I've lately been seeing them rotating case of domains between msgs and
then base64 encoding that,
      <A HREF="http://wWw.HoOp-dirECT.com";>
      <A HREF="http://WwW.hOoP-DIrEcT.com";>
which makes it harder to just match on the base64 encoding.

I think rotating cases are weeks old for "Bill Zhang/Hu Scott/-
Zhanghailun/Dereck Jonson/et al."  In the last few dozen hours it has
switched to rotating case and quoted-printable or %-encoding.  I think
I've recently seen it in others I thought were not the same spammer.
Base64 encoding was very popular, faded, and has come back a little.
I assume most defenses that were not already decoding base64 have been
changed and perhaps SpamAssassin or some other major filter is now
penalizing base64 like <!--HTML-comments-->.  But this tactical chatter
is not relevant to a strategic research group.


...
 > Say that you did find that 87.345% (or whatever) of all spammers today
 > respond to 550's.  Instead of sarcasm, please say what you would
 > conclude about next month.  How much money would you bet on your answer?

...
I said I doubt handing spammers 5xx's is going to do much good in ...

I don't know about that, but you did support the value of measuring
current 5yz behavior.  The only profits I see in such measurements
are disproving claims that it always happens or can't/never happens,
honing skills and tools for looking at spam, and tweaking defenses for
the next few weeks.  The second might be good training or tool
development.  The last might be relevant in a tactical forum like
SPAM-L or NANAE, but not here.


...
In general it seems more conservative to assume that if there's an
easy way around a "block" (e.g., ignore those 5xx's) a spammer will
take it.

That's why worrying about current precise 5yz behavior is wrong
without compelling logic showing that it won't change.
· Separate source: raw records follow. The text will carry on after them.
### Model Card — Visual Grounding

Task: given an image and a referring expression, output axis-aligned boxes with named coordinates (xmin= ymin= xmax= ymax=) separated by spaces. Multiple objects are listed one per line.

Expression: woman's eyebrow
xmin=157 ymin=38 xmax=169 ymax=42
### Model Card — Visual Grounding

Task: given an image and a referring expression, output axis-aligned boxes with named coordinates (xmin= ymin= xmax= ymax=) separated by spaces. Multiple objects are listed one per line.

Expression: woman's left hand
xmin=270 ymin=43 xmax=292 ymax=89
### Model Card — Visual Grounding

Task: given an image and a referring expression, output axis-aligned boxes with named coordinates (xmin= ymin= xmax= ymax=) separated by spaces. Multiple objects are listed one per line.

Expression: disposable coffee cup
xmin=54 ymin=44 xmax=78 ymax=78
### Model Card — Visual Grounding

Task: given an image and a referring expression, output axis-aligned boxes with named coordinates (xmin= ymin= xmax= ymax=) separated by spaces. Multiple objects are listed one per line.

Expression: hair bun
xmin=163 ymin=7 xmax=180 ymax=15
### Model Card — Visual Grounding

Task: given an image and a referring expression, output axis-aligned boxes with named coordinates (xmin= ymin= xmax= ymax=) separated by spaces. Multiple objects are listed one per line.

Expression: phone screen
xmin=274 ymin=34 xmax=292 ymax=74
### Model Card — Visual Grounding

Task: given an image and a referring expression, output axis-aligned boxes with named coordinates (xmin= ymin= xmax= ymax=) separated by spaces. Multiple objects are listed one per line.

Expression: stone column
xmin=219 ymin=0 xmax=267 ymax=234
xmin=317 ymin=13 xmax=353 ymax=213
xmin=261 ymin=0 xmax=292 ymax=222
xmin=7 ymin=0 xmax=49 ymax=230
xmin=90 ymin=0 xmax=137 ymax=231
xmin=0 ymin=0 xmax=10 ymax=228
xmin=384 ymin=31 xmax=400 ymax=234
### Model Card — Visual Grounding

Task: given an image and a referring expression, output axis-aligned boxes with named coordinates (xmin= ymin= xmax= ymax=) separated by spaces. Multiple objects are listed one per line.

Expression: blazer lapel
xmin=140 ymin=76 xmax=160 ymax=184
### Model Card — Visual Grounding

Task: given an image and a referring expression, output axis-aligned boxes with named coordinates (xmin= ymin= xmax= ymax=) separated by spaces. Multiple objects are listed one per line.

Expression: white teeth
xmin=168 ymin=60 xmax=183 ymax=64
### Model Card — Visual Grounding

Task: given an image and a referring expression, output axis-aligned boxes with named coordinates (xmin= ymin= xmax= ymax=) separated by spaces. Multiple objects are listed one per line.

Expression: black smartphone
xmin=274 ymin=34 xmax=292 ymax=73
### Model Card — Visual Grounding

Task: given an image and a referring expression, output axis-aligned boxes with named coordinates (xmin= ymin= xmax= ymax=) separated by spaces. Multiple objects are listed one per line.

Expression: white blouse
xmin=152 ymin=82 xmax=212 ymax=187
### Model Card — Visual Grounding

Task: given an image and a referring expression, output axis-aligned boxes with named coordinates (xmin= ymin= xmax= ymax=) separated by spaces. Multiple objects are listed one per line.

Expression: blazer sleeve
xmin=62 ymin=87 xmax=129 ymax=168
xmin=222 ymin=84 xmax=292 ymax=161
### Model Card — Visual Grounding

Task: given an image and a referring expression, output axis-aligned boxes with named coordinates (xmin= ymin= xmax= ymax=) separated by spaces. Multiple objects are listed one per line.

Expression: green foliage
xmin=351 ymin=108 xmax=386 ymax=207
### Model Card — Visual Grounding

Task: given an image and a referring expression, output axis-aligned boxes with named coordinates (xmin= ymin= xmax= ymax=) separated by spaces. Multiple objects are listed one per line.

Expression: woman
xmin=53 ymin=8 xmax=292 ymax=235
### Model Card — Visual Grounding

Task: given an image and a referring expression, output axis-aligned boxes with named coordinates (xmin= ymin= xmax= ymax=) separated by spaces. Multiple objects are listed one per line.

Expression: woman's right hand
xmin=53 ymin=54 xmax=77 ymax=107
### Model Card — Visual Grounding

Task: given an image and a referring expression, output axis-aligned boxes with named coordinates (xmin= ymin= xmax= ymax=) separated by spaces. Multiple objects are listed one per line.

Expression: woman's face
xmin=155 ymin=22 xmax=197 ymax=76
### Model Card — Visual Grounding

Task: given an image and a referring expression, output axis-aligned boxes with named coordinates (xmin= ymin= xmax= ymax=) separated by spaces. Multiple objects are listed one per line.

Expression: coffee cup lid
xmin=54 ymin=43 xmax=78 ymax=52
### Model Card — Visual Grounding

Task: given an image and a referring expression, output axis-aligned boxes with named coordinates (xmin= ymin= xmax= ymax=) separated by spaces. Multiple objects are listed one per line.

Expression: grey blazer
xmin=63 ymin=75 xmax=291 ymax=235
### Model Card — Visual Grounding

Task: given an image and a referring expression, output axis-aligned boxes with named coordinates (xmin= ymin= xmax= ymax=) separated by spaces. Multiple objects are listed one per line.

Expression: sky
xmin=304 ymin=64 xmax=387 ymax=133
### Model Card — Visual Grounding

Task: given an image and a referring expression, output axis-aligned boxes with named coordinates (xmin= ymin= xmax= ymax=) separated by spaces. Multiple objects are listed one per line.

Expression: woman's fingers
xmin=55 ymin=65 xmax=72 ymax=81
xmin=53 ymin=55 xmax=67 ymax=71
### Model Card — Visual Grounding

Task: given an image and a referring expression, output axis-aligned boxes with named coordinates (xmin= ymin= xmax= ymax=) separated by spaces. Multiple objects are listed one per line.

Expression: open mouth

Information is neither a baseless prejudice nor a careful measurement
that will be a wrong, baseless prejudice tomorrow.


The only exception I see off-hand are gray-area spammers who might be
subject to IP blocking, or those who use spamhauses, or similar, so
are concerned about sites which block IPs when they produce too many
User Unknowns.

Anyhow, an empirical method to see if this approach works at all, not
that I see how it really fits in to the big picture (if you already
know it's spam and thus to respond with 5xx then the problem is solved
already, no?), has been proposed here now.
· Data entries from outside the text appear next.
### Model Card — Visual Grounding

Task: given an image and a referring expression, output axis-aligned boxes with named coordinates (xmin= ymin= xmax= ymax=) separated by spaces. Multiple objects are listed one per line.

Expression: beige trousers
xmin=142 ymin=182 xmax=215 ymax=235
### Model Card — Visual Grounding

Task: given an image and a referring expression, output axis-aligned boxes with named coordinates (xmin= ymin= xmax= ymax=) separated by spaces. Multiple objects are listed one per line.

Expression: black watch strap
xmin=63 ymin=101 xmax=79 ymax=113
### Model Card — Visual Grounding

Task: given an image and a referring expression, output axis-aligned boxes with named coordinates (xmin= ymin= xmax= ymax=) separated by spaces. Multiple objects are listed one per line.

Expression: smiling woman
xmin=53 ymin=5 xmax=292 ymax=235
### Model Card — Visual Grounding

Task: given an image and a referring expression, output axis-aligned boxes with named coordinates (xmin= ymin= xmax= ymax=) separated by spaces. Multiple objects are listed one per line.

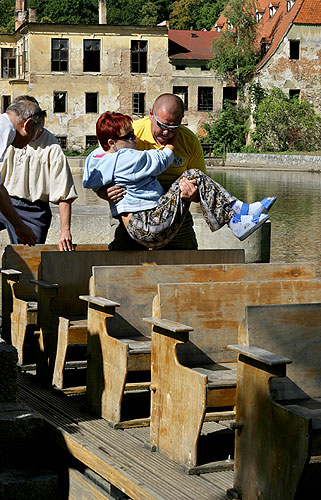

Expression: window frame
xmin=132 ymin=92 xmax=146 ymax=116
xmin=173 ymin=85 xmax=188 ymax=111
xmin=52 ymin=90 xmax=68 ymax=113
xmin=51 ymin=38 xmax=69 ymax=73
xmin=1 ymin=47 xmax=17 ymax=80
xmin=130 ymin=40 xmax=148 ymax=75
xmin=83 ymin=38 xmax=102 ymax=73
xmin=85 ymin=92 xmax=99 ymax=114
xmin=197 ymin=87 xmax=214 ymax=112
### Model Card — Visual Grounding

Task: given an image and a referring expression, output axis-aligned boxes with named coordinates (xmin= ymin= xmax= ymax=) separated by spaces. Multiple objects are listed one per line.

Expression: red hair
xmin=96 ymin=111 xmax=133 ymax=151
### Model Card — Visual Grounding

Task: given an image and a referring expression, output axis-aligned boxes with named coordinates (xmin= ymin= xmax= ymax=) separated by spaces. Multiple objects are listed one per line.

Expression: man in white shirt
xmin=0 ymin=99 xmax=46 ymax=246
xmin=0 ymin=96 xmax=77 ymax=251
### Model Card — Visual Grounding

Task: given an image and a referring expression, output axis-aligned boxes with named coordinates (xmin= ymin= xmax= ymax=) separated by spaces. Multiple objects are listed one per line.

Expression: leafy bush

Knowing how often 5yz's are honored can be good tactical intelligence,
but this is a strategic research group.  The opposites of baseless
assertions are not useless data.  Assuming we agree the real value is
neither 0% nor 100%, good measurements of 5yz behavior are as inapproprate
here as unfounded claims about 5yz behavior.  Good measurements of 5yz
honoring today will be unfounded claims tomorrow.

Good measurements of 5yz behavior is as useless as base64 line lengths.
RFC 1341 and replacements say that they should be at most 70 bytes,
and most legitimate mail and spam use fewer.  However, I've had to
make my code decode base64 lines of several 1000 bytes to handle some
spam.  Does it matter whether those illegal MIME spam are 1% or 0.01%
instead of the 0.1% I estimate?--not here.  It also does not matter
here whether 87% or 8.7% of spammers honor 5yzs.